Bagian 14

802 83 1
                                    

Semua orang berkumpul di ruang tengah namun dengan suasana menegangkan tak seperti biasanya, tak ada candaan, tak ada pekikan dan tak ada pertengkaran. Semuanya menundukkan kepala, terutama lelaki yang memakai kaos hijau neon bertuliskan 'beatbox' di dadanya.

Tara menghembuskan napasnya panjang, "Kenapa semuanya ikut nunduk hem? Udah tau kalo Aa mau marah?" Ucapan Tara memang terdengar santai, namun tak seperti biasanya.

"A Tara jangan marahi Candra, Aa tau kan Candra orangnya kayak gimana. Kalo nggak ada sebab dia nggak bakalan mukulin orang lain," tutur Zidan menatap Tara dengan puppy eyesnya.

"Maafin Jojan karena Jojan yang ngajarin Candra berantem, tapi kenyataannya emang Candra nggak bakalan mulai kalo nggak dipancing a," imbuh Jordan angkat bicara.

Satria mengusap punggung Candra yang ada di sebelahnya, adiknya itu masih menunduk dan ia tau kalau sang empu sedang menyembunyikan tangis. Satria dapat melihat tubuh Candra yang bergetar dengan isakan kecil yang keluar dari mulutnya.

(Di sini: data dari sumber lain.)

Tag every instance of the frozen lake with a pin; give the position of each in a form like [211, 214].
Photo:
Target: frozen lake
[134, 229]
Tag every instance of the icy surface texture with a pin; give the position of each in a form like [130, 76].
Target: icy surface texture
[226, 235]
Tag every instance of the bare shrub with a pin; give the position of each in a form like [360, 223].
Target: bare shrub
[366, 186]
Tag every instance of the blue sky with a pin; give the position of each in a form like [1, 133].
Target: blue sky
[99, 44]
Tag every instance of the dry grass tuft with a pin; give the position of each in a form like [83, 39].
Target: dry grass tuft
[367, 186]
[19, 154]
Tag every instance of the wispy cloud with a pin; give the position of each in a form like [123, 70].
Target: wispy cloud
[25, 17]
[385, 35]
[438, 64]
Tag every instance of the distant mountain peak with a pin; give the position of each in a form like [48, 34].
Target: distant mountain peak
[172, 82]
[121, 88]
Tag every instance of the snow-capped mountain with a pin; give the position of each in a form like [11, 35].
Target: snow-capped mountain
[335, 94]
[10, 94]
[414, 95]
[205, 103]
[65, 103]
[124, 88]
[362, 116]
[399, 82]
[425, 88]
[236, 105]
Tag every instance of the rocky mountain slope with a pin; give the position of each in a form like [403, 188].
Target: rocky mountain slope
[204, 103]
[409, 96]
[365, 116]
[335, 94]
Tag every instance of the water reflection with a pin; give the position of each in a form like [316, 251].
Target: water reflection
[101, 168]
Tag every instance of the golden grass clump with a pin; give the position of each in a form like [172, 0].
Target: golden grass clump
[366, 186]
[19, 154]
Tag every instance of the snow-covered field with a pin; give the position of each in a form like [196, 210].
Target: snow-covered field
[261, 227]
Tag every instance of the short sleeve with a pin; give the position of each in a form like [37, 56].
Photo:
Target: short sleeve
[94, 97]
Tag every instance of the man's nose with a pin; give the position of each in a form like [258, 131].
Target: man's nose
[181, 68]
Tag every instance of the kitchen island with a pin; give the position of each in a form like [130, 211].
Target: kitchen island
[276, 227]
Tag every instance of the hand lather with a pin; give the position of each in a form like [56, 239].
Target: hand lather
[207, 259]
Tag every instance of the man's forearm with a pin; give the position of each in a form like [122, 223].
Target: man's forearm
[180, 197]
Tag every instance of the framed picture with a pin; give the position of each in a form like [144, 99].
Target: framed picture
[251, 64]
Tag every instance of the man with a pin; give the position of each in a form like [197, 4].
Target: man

"A jangan marahi Candra, ya," cicit Satria.

"Bahkan sepulang sekolah tadi Candra nangis sangking ngerasa bersalahnya sama Aa," ucap Haikal menatap Candra yang masih menundukkan kepalanya.

Rion menoleh ke arah Tara, "Kita semua nunduk karena kita saling menjaga dan mengingatkan. Kita nggak akan biarin siapapun diantara ketujuh saudara ini berdiri sendiri, kita ini tujuh bersaudara yang harus saling rangkul untuk berjalan bersama sama. Mungkin Candra memang salah, tapi kita nggak akan biarin Candra dimarahi sendirian."

Setelah Rion mengatakan kalimatnya, tiba tiba saja Tara terkekeh yang membuat keenam adiknya bingung. Bahkan Candra yang sedari tadi menunduk kini mendongakkan kepalanya cengo dengan ingus yang sudah menyebrangi mulutnya.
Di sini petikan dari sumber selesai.